Carcinogenic bacteria

Known to cause cancer

Helicobacter pylori colonizes the human stomach and duodenum. It is described as a Class 1 carcinogen. In some cases it can cause stomach cancer and MALT lymphoma. Animal models have demonstrated Koch's third and fourth postulates for the role of Helicobacter pylori in the causation of stomach cancer. The mechanism by which H. pylori causes cancer may involve chronic inflammation, or the direct action of some of its virulence factors, for example, CagA has been implicated in carcinogenesis. Another bacteria that is in this genus is Helicobacter hepaticus, which causes hepatitis and liver cancer in mice.

Chronic inflammation

Chronic inflammation contributes to the pathogenesis of several types of malignant diseases, but it is particularly important for H. pylori. Following a H. pylori infection many circulating immune cells are recruited to the infection site including neutrophils. To destroy the pathogens, neutrophils produce substances with antimicrobial activities such as oxidants like reactive oxygen species (ROS) and reactive nitrogen species (RNS). H. pylori can survive the induced oxidative stress by producing antioxidant enzymes such as e.g., catalase. However, the overproduction of ROS and RNS induces various types of DNA damage in the infected gastric cells.At the same time H. pylori is known to down-regulate major DNA repair pathways.

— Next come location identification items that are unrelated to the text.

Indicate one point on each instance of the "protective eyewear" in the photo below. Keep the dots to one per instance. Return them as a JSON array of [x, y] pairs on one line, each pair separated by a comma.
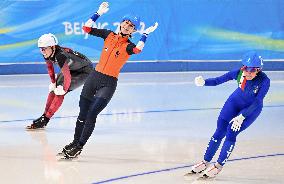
[[43, 48], [250, 69]]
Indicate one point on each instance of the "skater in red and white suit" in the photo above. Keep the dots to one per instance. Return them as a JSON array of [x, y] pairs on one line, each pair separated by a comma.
[[74, 69]]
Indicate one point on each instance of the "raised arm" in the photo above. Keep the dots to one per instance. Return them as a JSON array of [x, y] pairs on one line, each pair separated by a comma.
[[103, 33]]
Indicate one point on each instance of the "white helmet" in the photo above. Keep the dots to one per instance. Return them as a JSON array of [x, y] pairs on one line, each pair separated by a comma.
[[47, 40]]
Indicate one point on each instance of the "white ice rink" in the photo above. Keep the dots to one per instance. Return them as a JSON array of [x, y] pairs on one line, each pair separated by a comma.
[[156, 126]]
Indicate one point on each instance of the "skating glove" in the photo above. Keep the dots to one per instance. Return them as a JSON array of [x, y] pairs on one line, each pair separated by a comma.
[[141, 43], [104, 7], [59, 90], [150, 29], [237, 122], [51, 87], [199, 81]]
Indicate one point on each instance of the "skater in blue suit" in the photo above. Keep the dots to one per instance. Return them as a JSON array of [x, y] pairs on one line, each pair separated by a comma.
[[239, 111]]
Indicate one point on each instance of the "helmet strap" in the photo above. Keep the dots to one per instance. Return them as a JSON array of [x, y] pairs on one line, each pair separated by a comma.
[[122, 34]]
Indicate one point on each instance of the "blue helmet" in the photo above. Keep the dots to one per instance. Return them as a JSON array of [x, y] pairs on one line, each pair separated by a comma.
[[135, 20], [252, 59]]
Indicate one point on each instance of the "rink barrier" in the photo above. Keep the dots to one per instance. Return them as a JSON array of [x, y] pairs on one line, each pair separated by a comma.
[[145, 66]]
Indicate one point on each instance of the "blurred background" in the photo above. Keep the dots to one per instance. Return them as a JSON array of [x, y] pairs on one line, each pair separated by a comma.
[[192, 34]]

As a result, genomic and mitochondrial mutations accumulate, leading to genomic instability - a well-known hallmark of Cancer - in the gastric cells.

CagA

The virulence factor CagA in H. pylori has been linked to the development of gastric cancer. Once CagA is injected into the cytoplasm it can change the gastric cell signaling in both a phosphorylation-dependent and -independent manner. Phosphorylated CagA affects cell adhesion, spread and migration but can also induce the release of the proinflammatory chemokine IL-8. This leads to the activation of the pro-inflammatory NF-κB and β-catenin pathways as well as increased gastric cell proliferation. Furthermore, CagA has also been found to increase tumor suppressor gene hypermethylation and thereby inhibiting the tumor suppressor genes. This is achieved by upregulating the methyltransferase DNMT1 via the AKT–NF-κB pathway. Lastly, CagA also induces the expression of the enzyme spermine oxidase (SMOX) that converts spermine to spermidine. As a by-product H2O2 is produced which causes ROS accumulation and contributes to the oxidative stress that the gastric cells experience during chronic inflammation.

Speculative links

A number of bacteria have associations with cancer, although their possible role in carcinogenesis is unclear.

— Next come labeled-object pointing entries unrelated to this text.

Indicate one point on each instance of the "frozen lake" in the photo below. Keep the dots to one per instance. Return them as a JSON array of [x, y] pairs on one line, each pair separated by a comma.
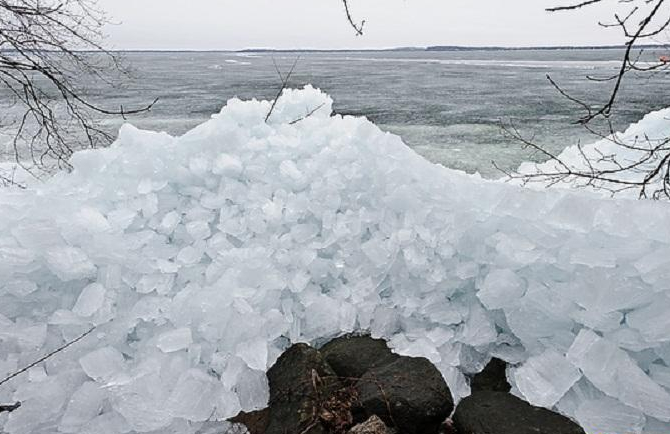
[[446, 105]]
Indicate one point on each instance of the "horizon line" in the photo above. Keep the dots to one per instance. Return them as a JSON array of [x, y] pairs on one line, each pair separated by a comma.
[[408, 48]]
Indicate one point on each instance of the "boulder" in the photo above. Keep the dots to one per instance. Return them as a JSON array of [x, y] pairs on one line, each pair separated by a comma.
[[409, 394], [300, 382], [487, 412], [352, 356], [374, 425], [493, 377], [255, 421]]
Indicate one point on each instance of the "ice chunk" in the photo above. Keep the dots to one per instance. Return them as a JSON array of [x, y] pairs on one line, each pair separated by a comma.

Salmonella Typhi has been linked to gallbladder cancer but may also be useful in delivering chemotherapeutic agents for the treatment of melanoma, colon and bladder cancer. Microorganisms and their metabolic byproducts, or impact of chronic inflammation, may also be linked to oral cancers.

The relationship between cancer and bacteria may be complicated by different individuals reacting in different ways to different cancers.

History

In 1890, the Scottish pathologist William Russell reported circumstantial evidence for the bacterial cause of cancer. In 1926, Canadian physician Thomas Glover reported that he could consistently isolate a specific bacterium from the neoplastic tissues of animals and humans. One review summarized Glover's report as follows:

Glover was asked to continue his work at the Public Health Service (later incorporated into the National Institutes of Health) completing his studies in 1929 and publishing his findings in 1930. He asserted that a vaccine or anti-serum manufactured from his bacterium could be used to treat cancer patients with varying degrees of success. According to historical accounts, scientists from the Public Health Service challenged Glover's claims and asked him to repeat his research to better establish quality control. Glover refused and opted to continue his research independently; not seeking consensus, Glover's claims and results led to controversy and are today not given serious merit.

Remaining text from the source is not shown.